Um detalhe curioso é que transformação digital caiu no campo das prioridades das empresas. Enquanto que nas edições de 2020 e 2021 da pesquisa o item ocupava o quarto lugar, em 2022 foi para a nona posição, com apenas 16,5% das pessoas o estabelecendo como prioridade. Uma explicação para isso, conforme o estudo, é que a pandemia acelerou a digitalização dos processos e trouxe novas preocupações.
Formato híbrido
Aliar o trabalho presencial com o home office tem sido a estratégia de muitas empresas com a melhora dos índices da pandemia. Mesmo que algumas organizações ainda estejam avaliando o futuro, 1.104 das 2,6 mil consultadas na pesquisa já definiram o seu modelo de jornada. Destas, 66% optaram pelo formato híbrido, 24% por voltar totalmente presencial e 10% por ficar totalmente remoto.

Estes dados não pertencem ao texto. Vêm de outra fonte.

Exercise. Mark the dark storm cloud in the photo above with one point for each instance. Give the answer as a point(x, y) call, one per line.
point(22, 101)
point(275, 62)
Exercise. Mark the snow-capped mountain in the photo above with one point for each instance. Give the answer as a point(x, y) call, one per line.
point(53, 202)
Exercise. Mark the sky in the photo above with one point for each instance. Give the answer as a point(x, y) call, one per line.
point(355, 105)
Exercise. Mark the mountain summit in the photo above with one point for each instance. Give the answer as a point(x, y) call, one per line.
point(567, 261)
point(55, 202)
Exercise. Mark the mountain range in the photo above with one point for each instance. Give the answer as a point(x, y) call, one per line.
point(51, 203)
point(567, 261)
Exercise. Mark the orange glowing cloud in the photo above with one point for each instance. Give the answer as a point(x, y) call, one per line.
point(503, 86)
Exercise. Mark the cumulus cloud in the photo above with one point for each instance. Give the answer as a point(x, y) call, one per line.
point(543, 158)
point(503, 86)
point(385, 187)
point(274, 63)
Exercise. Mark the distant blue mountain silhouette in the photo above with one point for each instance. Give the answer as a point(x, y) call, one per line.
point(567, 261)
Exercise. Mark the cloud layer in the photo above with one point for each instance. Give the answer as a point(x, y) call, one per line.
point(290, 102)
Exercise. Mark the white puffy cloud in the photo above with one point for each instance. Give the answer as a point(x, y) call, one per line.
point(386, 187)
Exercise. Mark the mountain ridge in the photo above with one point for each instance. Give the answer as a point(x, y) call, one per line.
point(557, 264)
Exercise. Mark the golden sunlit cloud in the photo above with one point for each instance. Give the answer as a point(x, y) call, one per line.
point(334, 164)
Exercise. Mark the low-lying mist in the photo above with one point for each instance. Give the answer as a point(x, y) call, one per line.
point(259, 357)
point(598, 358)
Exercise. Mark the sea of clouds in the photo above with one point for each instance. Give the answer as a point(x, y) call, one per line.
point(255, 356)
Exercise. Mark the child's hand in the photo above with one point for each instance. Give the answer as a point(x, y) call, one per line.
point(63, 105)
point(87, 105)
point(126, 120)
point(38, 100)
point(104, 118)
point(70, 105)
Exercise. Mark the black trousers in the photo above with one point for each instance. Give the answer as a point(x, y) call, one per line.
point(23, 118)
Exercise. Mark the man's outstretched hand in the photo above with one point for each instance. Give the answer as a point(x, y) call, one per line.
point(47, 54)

Isso é um desafio para as empresas, que precisam conciliar o formato adotado com os anseios dos funcionários. Um movimento já identificado nos Estados Unidos mostrou que a pandemia fez com que alguns profissionais passassem a ver a relação com o trabalho de um jeito diferente.
— A pessoa pensa: "Opa, dá pra trabalhar de casa, eu posso ficar com a minha família, eu posso até ganhar menos". Então você tem uma parcela da população que não vai querer voltar ao que era antes. E as empresas estão entendendo esses sinais e precisam se conectar com o que faz sentido para esse funcionário. Tem gente que está abrindo mão do emprego porque não quer mais trabalhar de segunda a sexta, das 8h às 17h, em um formato rígido — destaca Daniela.
A diretora diz que não é possível confirmar se o formato híbrido veio para ficar, mas sim a flexibilidade de horários e de locais para desempenhar as tarefas, de acordo com a política de cada empresa.
Saúde mental
A preocupação com a qualidade de vida cresceu durante a pandemia e trouxe o tema da saúde mental para dentro das corporações. No questionário, 97,2% das empresas consideraram a saúde mental como um ponto relevante, e 80% confirmaram que isso aumentou depois da covid-19.
A atenção para o desgaste emocional, o estresse e a ansiedade ficou ainda mais em evidência quando, em janeiro deste ano, a Síndrome de Burnout (ou Síndrome do Esgotamento Profissional) passou a ser considerada uma questão ocupacional pela Organização Mundial de Saúde (OMS). A doença atinge 32% dos mais de 100 milhões de trabalhadores brasileiros, conforme uma pesquisa da International Stress Management Association (Isma-BR).
— É o legado negativo pelo aumento de casos dessa doença na pandemia, mas o positivo é que essa pauta entrou de forma séria nas empresas. Se tira aquele peso de falar de depressão. Isso também está ligado à capacitação da liderança para identificar esses sinais e dar encaminhamento — esclarece Daniela.
Diversidade e inclusão
A pesquisa ainda chama atenção para a falta de ações que promovam a diversidade e a inclusão dentro das organizações, apesar de o tema aparecer nas pautas estratégicas. Somente 12,2% dos entrevistados afirmaram que a empresa em que atuam tem maturidade no tema e contribuíram, de fato, para uma equidade de gênero, racial, geracional, do público LGBT+ e outras minorias.
— Acredito que falta uma cultura de diversidade. Até 10 anos atrás, mal se falava nisso. É muito novo, você ainda não tem uma liderança com essa cultura. É preciso educar sobre o tema, para depois gerar as práticas e colher os resultados — argumenta Daniela.